Nonlinear Characterization of the MRE Isolator Using Binary-Coded Discrete CSO and ELM
- Publication Type:
- Journal Article
- International Journal of Structural Stability and Dynamics, 2018, 18 (8)
- Issue Date:
© 2018 World Scientific Publishing Company. Magnetorheological elastomer (MRE) isolator has been proved as a promising semi-active control device for structural vibration control. For its engineering application, developing an accurate and robust model is definitely necessary and also a challenging task. Most of the present models, belonging to parametric models, need to identify various model parameters and sometimes are not capable of perfectly capturing the unique characteristics of the device. In this work, a novel nonparametric model is proposed to characterize the inherent dynamics of the MRE isolator with the features of hysteresis and nonlinearity. Initially, dynamic tests are conducted to evaluate the performance of the isolator under various loading conditions, including harmonic, random, and seismic excitations. Then, on the basis of the captured experimental results, a hybrid learning method is designed to forecast the nonlinear responses of the device with known external inputs. In this method, a type of single hidden layer feed-forward network, called extreme learning machine (ELM), is developed to forecast the nonlinear responses (shear force) of the device with captured velocity, displacement, and current level.

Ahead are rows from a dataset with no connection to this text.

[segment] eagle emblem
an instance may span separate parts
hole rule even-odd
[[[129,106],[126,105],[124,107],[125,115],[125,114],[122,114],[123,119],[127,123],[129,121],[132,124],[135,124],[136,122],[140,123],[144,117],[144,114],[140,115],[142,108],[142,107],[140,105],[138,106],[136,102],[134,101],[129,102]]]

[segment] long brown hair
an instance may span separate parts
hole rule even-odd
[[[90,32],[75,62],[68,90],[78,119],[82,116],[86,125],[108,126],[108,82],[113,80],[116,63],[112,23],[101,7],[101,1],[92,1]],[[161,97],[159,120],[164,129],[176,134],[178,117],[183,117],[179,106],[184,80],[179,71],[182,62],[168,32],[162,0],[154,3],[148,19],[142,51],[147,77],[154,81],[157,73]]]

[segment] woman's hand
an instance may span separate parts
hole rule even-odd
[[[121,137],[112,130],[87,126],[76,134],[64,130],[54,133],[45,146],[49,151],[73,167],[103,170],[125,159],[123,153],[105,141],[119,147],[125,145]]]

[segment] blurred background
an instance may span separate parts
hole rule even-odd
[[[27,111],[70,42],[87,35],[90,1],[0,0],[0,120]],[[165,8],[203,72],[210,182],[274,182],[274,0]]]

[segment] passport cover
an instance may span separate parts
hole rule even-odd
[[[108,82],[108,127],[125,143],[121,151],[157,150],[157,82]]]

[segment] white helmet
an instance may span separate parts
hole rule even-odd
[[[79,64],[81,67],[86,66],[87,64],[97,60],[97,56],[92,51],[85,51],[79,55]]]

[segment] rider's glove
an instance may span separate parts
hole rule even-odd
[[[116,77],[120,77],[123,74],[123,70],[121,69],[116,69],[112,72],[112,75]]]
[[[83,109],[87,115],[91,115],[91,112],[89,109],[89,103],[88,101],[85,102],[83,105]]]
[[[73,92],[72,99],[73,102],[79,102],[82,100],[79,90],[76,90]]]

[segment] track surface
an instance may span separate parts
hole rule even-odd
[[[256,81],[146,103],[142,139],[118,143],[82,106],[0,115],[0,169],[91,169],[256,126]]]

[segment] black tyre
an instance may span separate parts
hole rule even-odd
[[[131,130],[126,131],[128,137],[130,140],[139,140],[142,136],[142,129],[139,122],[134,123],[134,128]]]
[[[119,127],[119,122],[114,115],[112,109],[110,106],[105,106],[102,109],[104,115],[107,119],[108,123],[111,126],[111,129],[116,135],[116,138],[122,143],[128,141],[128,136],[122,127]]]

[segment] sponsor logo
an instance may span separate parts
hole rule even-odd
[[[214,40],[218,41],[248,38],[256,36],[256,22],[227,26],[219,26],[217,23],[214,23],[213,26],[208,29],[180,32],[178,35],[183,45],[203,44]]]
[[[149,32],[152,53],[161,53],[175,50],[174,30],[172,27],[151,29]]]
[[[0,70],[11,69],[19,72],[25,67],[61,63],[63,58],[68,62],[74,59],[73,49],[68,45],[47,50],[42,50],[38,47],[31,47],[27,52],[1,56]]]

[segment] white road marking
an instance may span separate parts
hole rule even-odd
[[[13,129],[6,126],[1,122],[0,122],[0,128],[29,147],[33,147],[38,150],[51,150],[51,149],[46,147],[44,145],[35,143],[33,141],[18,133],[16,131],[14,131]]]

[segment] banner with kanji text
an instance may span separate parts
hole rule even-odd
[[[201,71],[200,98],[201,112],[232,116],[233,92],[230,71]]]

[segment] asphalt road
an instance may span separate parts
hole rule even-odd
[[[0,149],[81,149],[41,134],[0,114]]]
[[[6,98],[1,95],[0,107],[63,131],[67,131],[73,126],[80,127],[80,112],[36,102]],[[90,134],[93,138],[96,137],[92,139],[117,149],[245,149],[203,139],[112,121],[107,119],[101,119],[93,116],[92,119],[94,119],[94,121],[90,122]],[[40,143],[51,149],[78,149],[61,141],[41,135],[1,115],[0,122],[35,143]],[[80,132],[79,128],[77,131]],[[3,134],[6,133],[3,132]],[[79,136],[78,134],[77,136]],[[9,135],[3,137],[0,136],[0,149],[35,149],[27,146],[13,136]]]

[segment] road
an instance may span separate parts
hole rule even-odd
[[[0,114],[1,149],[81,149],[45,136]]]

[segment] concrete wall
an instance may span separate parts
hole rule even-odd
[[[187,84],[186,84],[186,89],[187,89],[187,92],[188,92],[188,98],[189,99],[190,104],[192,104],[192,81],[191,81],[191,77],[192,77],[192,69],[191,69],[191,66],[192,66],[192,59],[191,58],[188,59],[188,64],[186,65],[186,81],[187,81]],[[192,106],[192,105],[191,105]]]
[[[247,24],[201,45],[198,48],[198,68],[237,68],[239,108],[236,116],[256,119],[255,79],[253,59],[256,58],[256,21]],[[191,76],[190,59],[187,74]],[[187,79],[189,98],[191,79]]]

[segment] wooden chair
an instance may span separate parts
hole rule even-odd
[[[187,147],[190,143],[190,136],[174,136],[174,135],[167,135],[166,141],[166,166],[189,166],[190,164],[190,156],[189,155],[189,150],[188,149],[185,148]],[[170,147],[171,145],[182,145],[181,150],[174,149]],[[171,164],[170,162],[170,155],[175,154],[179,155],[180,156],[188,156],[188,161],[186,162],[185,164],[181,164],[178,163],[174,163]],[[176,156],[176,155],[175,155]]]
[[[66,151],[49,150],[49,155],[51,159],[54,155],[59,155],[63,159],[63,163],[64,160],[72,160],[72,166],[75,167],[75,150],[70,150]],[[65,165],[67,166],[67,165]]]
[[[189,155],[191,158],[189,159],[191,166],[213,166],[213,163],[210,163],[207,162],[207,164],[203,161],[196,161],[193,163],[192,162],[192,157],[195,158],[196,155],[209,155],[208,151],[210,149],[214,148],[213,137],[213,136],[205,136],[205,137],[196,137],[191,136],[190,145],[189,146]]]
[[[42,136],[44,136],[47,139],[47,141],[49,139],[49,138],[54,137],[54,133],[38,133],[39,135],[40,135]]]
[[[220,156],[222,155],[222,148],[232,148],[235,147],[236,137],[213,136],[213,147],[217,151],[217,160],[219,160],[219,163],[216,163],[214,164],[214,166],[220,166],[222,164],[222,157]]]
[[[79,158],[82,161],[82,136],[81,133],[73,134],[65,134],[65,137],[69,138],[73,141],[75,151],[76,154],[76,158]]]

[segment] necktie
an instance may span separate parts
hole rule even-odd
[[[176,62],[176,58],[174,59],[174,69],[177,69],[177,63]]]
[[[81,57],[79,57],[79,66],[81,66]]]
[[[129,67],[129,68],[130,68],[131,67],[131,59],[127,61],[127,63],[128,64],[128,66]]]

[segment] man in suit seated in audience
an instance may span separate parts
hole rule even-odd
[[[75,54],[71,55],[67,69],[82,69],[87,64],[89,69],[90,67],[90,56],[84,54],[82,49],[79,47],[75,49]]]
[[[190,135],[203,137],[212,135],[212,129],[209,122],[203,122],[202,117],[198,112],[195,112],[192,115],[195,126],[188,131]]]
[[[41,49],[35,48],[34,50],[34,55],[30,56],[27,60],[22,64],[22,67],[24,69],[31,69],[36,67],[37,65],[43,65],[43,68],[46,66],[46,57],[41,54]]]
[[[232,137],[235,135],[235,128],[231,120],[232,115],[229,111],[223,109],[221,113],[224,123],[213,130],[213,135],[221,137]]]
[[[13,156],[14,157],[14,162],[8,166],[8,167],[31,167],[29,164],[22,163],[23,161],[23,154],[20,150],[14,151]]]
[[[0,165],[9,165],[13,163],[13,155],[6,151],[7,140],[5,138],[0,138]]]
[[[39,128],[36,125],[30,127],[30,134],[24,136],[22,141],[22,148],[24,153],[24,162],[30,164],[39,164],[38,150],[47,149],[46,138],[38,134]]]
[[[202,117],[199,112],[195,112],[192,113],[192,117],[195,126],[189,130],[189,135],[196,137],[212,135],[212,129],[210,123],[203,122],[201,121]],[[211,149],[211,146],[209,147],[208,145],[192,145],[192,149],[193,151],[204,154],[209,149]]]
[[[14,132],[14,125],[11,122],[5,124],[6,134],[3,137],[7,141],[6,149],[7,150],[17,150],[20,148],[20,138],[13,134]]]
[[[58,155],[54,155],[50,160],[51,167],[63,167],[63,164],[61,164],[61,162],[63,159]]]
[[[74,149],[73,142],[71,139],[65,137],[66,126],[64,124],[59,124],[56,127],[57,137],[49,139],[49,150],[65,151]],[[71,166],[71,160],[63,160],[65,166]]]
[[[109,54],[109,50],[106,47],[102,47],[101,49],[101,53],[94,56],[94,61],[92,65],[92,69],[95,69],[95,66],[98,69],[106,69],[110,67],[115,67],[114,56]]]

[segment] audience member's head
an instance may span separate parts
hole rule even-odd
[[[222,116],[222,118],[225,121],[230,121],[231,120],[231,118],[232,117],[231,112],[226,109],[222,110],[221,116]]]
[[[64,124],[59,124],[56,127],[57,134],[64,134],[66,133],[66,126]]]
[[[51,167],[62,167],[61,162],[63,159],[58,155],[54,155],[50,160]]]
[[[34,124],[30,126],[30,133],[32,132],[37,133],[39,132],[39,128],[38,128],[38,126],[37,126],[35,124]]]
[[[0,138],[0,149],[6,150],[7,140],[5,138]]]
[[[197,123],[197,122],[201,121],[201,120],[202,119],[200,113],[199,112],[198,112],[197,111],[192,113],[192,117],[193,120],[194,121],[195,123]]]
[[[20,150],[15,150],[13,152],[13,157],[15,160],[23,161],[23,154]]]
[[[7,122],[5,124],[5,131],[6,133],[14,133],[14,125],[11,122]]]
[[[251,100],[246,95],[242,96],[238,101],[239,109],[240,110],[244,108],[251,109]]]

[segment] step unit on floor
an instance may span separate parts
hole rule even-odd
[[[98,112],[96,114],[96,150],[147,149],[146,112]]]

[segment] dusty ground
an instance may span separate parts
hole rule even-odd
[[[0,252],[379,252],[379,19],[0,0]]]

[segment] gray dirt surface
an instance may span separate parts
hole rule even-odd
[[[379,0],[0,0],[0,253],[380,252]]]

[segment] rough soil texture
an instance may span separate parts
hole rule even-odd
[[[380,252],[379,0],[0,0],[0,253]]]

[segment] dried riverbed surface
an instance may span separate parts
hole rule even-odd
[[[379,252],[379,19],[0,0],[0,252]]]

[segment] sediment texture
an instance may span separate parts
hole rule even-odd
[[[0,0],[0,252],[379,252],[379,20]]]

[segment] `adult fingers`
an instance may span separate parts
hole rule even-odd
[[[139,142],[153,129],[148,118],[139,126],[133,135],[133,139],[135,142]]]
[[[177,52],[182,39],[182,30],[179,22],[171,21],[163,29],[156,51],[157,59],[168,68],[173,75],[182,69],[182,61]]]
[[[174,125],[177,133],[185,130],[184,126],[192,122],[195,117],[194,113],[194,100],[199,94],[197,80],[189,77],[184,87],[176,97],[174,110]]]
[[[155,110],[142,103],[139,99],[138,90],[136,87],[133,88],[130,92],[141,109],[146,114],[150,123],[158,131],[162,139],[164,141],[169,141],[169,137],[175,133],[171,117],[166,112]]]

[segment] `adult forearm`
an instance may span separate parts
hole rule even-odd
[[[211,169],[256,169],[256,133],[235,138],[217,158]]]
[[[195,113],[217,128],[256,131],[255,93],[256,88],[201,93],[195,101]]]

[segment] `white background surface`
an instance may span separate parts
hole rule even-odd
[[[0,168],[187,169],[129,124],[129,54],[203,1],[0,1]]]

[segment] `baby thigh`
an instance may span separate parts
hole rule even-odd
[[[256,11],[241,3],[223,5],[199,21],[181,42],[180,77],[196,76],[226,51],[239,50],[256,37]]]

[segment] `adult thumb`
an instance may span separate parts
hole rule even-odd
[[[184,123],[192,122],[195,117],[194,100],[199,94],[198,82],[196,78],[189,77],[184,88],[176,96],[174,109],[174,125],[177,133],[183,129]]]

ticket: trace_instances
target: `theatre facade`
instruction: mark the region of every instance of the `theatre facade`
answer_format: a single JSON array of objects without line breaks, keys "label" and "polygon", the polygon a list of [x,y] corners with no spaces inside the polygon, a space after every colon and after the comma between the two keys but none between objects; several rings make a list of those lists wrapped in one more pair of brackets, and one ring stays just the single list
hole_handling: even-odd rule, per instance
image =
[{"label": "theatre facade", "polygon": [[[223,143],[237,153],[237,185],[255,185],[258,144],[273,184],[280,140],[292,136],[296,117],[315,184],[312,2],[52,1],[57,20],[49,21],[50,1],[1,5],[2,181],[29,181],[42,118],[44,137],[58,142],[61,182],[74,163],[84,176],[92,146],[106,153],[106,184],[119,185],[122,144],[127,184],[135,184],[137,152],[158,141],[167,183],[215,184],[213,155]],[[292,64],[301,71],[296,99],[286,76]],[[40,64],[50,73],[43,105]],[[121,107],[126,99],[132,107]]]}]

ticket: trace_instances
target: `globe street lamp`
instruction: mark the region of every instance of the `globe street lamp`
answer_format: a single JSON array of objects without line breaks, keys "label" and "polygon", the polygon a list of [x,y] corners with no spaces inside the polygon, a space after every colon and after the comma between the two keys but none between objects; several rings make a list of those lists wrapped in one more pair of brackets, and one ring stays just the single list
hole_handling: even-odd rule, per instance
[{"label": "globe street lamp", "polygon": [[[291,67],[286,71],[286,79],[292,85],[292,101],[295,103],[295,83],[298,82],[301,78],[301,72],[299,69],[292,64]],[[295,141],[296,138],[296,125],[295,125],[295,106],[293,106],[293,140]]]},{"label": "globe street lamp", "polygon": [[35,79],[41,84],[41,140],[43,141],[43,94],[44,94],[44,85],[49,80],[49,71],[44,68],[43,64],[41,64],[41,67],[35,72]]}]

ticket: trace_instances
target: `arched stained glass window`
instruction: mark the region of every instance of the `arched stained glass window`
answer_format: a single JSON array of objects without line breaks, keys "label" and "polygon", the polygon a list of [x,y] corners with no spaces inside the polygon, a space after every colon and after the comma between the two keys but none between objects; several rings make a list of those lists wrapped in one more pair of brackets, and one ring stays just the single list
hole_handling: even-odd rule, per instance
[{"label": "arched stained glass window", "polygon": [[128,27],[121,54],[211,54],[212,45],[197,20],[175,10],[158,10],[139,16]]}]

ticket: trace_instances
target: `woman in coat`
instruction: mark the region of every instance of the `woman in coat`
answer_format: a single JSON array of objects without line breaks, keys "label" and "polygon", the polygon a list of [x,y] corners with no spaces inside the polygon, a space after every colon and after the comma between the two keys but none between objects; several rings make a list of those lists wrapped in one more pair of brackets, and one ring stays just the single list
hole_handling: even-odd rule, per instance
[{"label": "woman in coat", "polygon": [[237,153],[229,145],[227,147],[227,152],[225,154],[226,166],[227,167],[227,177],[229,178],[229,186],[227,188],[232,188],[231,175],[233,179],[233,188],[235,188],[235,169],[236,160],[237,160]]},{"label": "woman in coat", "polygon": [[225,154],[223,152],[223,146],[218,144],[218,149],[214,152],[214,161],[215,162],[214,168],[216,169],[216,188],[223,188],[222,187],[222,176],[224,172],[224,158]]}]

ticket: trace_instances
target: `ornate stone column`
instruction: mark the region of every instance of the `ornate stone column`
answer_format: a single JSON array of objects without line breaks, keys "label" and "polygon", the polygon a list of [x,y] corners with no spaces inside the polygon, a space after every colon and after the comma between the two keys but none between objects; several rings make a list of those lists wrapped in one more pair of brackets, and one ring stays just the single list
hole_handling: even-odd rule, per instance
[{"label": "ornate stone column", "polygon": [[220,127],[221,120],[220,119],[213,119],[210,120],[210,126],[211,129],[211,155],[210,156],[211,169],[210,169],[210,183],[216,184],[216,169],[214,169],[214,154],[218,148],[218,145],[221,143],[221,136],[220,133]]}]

To obtain optimal performance of the developed model, an improved binary-coded discrete cat swarm optimization (BCDCSO) method is adopted to select optimal inputs and neuron number in the hidden layer for the network development. The performance of the proposed method is verified through the comparison between experimental results and model predictions. Due to the noise influence in the practical condition, the robustness of the proposed method is also validated via adding noise disturbance into the supplying currents. The results show that the proposed method outperforms the standard ELM in terms of characterization of the MRE isolator, even though the captured responses are polluted with external measurement noises.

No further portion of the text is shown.